Enfin, sur le plan politique, la situation est toujours aussi confuse avec des tensions et des craintes qui sont toujours plus saillantes. Par exemple, les dirigeants européens ont été sommés par le Brésilien Guido Mantega, représentant des BRICS (Brésil, Russie, Inde, Chine et Afrique du Sud), de « trouver des solutions », « d’être rapides […] et coopératifs entre eux », car l’Europe est « l’épicentre de la crise ». Ou encore David Cameron qui réclame des dirigeants de la zone euro qu’ils manifestent « la volonté politique de faire le nécessaire pour assurer la stabilité du système », alors que ce dernier a plongé son propre pays dans une situation de quasi-stagflation. C’est-à-dire que la croissance stagne et que l’inflation y est quasiment galopante. Ce qui a pour effet de paupériser en premier lieu le prolétariat. En économie, la stagflation est considérée comme un cercle vicieux duquel il est très difficile de sortir. On sent donc dans ces propos une grande fébrilité.

 

Quant au FESF (Ques aco ?), il est le sujet de toutes les discordes. Un clivage est né entre 7 des 17 membres de la zone euro dont l’Allemagne et les Pays-Bas ferait partie et pousseraient pour une contribution renforcée des créanciers privés. Les Français seraient particulièrement opposés à cette initiative, en raison de la forte exposition des banques françaises à la dette grecque.
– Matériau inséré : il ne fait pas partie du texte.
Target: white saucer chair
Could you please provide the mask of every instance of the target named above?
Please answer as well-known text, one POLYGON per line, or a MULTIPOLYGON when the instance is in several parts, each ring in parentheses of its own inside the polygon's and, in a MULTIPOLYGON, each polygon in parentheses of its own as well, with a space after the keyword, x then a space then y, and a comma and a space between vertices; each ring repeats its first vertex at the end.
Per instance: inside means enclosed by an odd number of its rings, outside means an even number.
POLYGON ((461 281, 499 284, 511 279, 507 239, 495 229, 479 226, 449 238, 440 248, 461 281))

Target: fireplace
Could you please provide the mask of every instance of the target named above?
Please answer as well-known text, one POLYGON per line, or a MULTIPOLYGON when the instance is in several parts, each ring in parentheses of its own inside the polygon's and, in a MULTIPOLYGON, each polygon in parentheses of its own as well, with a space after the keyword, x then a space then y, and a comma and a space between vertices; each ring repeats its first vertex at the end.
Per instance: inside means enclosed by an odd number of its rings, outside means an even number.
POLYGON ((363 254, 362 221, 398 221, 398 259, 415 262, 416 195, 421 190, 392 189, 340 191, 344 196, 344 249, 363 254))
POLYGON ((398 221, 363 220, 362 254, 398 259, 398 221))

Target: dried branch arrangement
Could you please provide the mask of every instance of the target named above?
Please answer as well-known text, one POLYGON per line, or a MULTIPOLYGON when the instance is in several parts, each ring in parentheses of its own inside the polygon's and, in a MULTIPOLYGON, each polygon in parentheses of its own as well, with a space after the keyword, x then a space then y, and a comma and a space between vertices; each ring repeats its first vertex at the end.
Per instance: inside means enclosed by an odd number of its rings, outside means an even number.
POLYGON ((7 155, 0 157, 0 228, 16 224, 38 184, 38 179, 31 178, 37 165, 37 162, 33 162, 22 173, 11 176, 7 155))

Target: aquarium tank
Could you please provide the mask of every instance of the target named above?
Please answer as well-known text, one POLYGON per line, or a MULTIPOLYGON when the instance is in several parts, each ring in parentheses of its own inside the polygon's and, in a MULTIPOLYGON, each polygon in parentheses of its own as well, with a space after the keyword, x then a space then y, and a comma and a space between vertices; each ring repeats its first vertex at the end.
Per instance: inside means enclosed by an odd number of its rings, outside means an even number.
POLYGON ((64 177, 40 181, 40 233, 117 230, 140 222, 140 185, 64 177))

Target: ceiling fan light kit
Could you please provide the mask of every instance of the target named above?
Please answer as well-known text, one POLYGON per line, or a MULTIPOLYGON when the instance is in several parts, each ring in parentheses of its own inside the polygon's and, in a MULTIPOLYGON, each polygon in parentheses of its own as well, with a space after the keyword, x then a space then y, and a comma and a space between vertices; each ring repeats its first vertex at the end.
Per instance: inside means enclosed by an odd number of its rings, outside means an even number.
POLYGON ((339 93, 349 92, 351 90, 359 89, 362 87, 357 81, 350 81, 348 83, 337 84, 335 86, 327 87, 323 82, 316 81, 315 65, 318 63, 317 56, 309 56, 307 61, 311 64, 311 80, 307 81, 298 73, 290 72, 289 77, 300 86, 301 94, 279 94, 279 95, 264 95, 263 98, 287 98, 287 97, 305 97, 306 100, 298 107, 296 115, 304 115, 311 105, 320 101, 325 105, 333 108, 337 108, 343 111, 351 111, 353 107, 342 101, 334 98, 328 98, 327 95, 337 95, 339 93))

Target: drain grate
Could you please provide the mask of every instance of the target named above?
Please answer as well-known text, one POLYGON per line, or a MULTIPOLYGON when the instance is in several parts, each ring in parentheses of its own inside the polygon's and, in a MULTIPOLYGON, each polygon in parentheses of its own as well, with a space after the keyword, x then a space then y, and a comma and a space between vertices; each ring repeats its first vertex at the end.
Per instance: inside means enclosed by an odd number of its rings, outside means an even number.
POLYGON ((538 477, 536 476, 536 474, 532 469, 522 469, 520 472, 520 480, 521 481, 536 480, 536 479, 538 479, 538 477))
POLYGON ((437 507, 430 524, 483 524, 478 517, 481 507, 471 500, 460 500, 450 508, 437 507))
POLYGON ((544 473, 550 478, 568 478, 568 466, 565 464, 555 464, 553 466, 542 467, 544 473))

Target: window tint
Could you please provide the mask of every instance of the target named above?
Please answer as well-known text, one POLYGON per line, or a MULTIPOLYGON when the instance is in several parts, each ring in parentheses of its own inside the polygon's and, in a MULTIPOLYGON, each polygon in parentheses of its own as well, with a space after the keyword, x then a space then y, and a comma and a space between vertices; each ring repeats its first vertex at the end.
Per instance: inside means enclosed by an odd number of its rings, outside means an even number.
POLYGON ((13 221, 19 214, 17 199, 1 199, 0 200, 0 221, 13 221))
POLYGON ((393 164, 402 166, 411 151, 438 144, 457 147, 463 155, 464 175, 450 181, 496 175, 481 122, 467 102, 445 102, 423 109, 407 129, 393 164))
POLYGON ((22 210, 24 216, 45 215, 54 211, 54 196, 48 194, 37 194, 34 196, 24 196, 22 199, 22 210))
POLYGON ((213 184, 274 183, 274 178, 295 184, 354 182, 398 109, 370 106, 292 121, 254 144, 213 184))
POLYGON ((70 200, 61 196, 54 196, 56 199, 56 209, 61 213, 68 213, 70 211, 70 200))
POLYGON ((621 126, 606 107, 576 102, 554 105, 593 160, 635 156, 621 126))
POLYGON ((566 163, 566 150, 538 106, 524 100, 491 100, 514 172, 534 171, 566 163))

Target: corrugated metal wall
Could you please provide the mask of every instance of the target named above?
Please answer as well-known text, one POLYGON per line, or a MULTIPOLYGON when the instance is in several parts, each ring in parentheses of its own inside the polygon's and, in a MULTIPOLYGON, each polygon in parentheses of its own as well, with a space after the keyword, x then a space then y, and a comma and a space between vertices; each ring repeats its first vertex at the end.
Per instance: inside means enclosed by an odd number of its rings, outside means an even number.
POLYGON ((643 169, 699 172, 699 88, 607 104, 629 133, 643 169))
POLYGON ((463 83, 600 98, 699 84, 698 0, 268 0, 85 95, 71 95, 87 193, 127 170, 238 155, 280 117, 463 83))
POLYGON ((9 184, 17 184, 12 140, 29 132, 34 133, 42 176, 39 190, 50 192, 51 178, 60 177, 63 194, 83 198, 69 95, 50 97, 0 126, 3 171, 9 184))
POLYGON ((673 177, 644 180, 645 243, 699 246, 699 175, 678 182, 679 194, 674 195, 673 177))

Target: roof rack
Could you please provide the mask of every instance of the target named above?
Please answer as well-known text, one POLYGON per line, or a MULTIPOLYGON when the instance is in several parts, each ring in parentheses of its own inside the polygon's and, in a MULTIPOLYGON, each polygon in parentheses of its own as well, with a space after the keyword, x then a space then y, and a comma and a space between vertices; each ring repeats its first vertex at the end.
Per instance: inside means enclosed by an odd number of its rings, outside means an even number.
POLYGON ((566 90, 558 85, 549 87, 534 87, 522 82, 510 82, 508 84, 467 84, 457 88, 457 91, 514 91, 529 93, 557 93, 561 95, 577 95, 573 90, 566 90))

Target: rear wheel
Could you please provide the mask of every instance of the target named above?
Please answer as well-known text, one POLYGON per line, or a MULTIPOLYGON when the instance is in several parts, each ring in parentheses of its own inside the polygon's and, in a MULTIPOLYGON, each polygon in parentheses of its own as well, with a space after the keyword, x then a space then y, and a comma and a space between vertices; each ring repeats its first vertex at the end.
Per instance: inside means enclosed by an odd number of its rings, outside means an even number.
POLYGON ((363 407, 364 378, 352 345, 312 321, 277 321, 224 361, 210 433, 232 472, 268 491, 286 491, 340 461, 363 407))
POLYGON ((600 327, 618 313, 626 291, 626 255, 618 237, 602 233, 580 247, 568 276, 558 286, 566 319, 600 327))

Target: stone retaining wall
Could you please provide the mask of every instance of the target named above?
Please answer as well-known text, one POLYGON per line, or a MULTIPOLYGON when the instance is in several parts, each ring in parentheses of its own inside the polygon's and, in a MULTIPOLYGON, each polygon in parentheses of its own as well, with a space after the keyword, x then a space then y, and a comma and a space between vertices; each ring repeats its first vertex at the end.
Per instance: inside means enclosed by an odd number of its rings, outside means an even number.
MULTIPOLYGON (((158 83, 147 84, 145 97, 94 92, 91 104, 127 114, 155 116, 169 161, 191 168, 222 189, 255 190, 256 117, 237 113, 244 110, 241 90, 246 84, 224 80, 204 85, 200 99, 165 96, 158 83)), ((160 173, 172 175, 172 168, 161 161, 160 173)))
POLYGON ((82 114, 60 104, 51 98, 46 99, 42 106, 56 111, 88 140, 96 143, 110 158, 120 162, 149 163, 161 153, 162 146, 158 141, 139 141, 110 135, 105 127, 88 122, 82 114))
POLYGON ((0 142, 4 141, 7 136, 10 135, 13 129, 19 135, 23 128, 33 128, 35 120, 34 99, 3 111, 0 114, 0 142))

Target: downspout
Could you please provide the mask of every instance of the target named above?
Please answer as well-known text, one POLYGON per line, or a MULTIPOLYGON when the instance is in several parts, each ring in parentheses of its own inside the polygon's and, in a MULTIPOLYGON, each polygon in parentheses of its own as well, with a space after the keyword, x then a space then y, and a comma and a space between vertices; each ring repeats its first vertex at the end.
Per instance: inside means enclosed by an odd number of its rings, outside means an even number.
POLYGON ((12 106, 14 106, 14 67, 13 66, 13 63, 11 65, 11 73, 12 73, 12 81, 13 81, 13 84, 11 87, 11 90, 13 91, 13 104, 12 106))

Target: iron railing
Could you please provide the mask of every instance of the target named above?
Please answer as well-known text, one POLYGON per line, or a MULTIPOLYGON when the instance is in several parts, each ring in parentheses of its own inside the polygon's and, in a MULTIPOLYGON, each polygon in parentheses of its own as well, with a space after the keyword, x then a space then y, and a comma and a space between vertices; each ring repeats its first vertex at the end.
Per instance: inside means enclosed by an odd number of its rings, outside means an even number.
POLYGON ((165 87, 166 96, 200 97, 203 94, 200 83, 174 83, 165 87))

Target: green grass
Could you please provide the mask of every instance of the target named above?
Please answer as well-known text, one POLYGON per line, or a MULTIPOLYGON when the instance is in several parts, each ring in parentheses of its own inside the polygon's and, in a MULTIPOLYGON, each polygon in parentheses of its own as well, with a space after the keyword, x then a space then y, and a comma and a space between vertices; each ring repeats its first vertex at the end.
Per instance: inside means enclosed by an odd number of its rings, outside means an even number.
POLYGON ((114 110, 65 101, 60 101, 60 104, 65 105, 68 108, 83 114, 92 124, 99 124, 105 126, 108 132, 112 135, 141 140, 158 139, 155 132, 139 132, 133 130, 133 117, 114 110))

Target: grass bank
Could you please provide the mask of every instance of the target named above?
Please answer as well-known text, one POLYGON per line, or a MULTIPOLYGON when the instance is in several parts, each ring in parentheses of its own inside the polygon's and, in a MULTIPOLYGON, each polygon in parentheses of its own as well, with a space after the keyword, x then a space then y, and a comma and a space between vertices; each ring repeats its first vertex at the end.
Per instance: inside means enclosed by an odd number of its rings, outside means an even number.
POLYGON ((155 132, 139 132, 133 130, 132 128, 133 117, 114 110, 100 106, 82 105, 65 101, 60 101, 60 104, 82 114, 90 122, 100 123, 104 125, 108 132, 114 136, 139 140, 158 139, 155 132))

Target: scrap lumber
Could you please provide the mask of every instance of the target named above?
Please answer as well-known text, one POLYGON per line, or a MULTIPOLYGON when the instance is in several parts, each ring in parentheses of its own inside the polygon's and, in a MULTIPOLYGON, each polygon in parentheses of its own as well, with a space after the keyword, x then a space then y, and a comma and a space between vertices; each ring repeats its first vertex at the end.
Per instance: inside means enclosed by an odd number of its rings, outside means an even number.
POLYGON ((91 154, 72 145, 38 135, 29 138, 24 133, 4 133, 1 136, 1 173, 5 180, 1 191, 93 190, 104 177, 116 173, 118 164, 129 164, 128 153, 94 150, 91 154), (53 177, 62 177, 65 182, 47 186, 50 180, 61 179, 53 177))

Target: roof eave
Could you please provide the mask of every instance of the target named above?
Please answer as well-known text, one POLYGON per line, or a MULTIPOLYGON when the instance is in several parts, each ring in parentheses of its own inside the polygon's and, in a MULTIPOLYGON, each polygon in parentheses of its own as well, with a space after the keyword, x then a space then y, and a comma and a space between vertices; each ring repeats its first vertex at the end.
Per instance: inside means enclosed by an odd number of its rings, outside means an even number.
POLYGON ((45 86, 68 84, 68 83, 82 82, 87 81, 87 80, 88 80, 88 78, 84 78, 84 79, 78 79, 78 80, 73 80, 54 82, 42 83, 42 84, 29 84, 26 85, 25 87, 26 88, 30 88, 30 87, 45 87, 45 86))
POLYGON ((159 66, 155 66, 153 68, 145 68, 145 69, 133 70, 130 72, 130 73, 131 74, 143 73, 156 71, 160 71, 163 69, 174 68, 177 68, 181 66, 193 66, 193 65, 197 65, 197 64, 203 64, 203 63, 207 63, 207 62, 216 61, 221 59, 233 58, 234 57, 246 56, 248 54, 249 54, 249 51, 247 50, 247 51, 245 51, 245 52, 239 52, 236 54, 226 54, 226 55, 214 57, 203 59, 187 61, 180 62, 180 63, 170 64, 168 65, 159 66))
Alors pourquoi les Allemands poussent-ils dans ce sens ? C’est tout simplement parce que la Troïka vient de doucher les espoirs des États européens en annonçant que la Grèce aurait besoin de plus d’argent encore. Cela remet totalement en cause l’accord obtenu entre les États européens et les banques du continent qui avaient concédé à une décote d’environ 20 % des crédits accordés à la Grèce. La menace d’une décote supplémentaire fera sans doute son petit effet.

 

Ce qui est intéressant aujourd’hui de constater, c’est qu’il y a une prise de conscience au niveau des opinions publiques et que la résignation est en train de fondre alors que l’indignation, elle, est en train de monter. Malgré tout, il reste une grande partie de la population qui pense, dans leurs rêves les plus fous, que les gens aux commandes ou que des partis d’oppositions ou du centre les sortiront de l’ornière. Je leur dis, tout simplement, qu’il suffit de regarder les faits qui se sont produits entre 2008 et 2011 − ou plus particulièrement ces trois derniers mois −, et ils verront que la direction prise n’est forcément pas la bonne.